ーーうまく呼吸ができない、それじゃ俺は、何を目印に進めば良いんだ?
「ぁがあぁ……ぁぁぁあああ!!!」
すぐ叫ばなければ、この感情を少しでも発露しなければ、何か大事なもの壊れてしまうーー
「תירגע!」
マリアスさんが、崩れ落ちながら叫ぶ俺に駆け寄ってきた。
「うるせぇ!誰だ!誰があいつを殺した!?……なんで……!」
「תראה לי!」
俺がマリアスさんに掴みかかりかけたところで、背後から頭部に凄まじい衝撃が走る。
「ぁがっ……!?」
「Iro ישן」
遠退く意識の中、視界の隅に写ったのは剣の柄で俺の頭を殴打した騎士の姿だった。
ちく、しょう……!
■□■
「……?…… אַתָה בְּסֵדֶר!?」
体を揺すられているのを感じて、俺は目を覚ます。
横を見ると、心配そうな顔でこちらを覗き込んでいるマリアスさんがいた。
ここは……ベットの上か。部屋に運ばれたみたいだな。
……さっきはかなり取り乱したが、今は少し落ち着いている。
「マリアスさん、さっきはすいませんでした。」
「?」
さっきは不意打ちを食らって、只でさえ危ない均衡を保っていた精神が爆発してしまった。
自分の都合で人に、しかも女性に手を上げるなんて最低だ。これじゃ一生斎藤には追い付けない。
それにきっとアイツなら、こんな状況さえも笑い飛ばすんだろう。
……そうだ、アイツを失ったなんて考えるな。
俺は『託された』んだ。
この世でたった一人だけの、掛け値無しの正義の伝導者に。
だから笑え、高星清太……!
横にある鏡台に写った俺は、口角がつり上がり、歪な笑みを浮かべていた。……まだ、上手く笑えてないな。

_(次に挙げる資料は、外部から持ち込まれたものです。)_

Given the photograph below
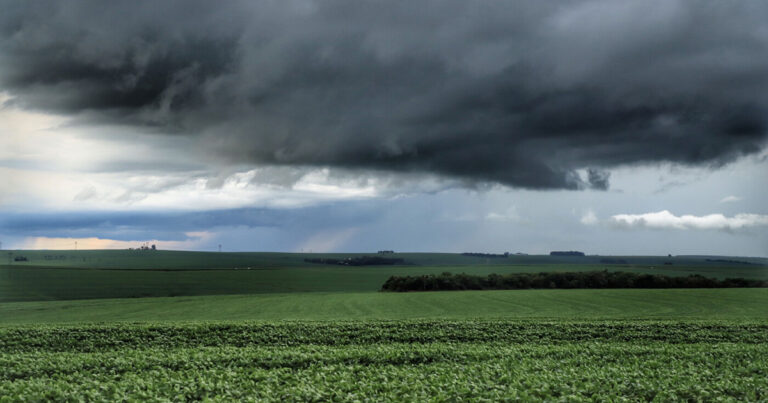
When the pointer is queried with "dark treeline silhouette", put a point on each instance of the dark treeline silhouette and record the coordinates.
(566, 253)
(591, 279)
(473, 254)
(357, 261)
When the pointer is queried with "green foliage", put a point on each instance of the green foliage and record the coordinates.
(731, 304)
(388, 361)
(567, 280)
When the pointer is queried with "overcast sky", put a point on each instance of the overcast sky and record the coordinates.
(611, 127)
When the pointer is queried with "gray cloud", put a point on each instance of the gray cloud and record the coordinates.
(523, 94)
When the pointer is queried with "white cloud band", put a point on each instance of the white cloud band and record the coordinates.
(666, 220)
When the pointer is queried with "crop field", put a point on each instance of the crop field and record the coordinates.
(180, 326)
(67, 275)
(627, 304)
(412, 360)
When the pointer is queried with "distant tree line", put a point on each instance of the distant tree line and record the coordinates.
(613, 261)
(358, 261)
(731, 261)
(566, 253)
(568, 280)
(473, 254)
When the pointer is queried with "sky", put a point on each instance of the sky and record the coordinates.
(610, 127)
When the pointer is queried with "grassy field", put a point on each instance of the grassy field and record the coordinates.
(131, 274)
(721, 304)
(285, 330)
(412, 360)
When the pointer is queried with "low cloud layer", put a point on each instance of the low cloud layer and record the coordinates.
(526, 94)
(666, 220)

だけど、俺もいつか誰かを救って、その時にあいつみたいな最高にムカつくバカ笑いをしてやるんだ。
……そうだ、やってやるよ異世界。
お前に教えてやる、どんな強靭な英雄も比肩すらできない、
化物の存在を。
どんなクズにでも無差別の救いを振り撒く、特大の仰伽噺を。
俺は救う、お前が救うはずだった人間も、そうじゃない奴も、笑いながら救い上げてやる。
きっとそれが俺の歩むべき道だ。そうだろ、斎藤。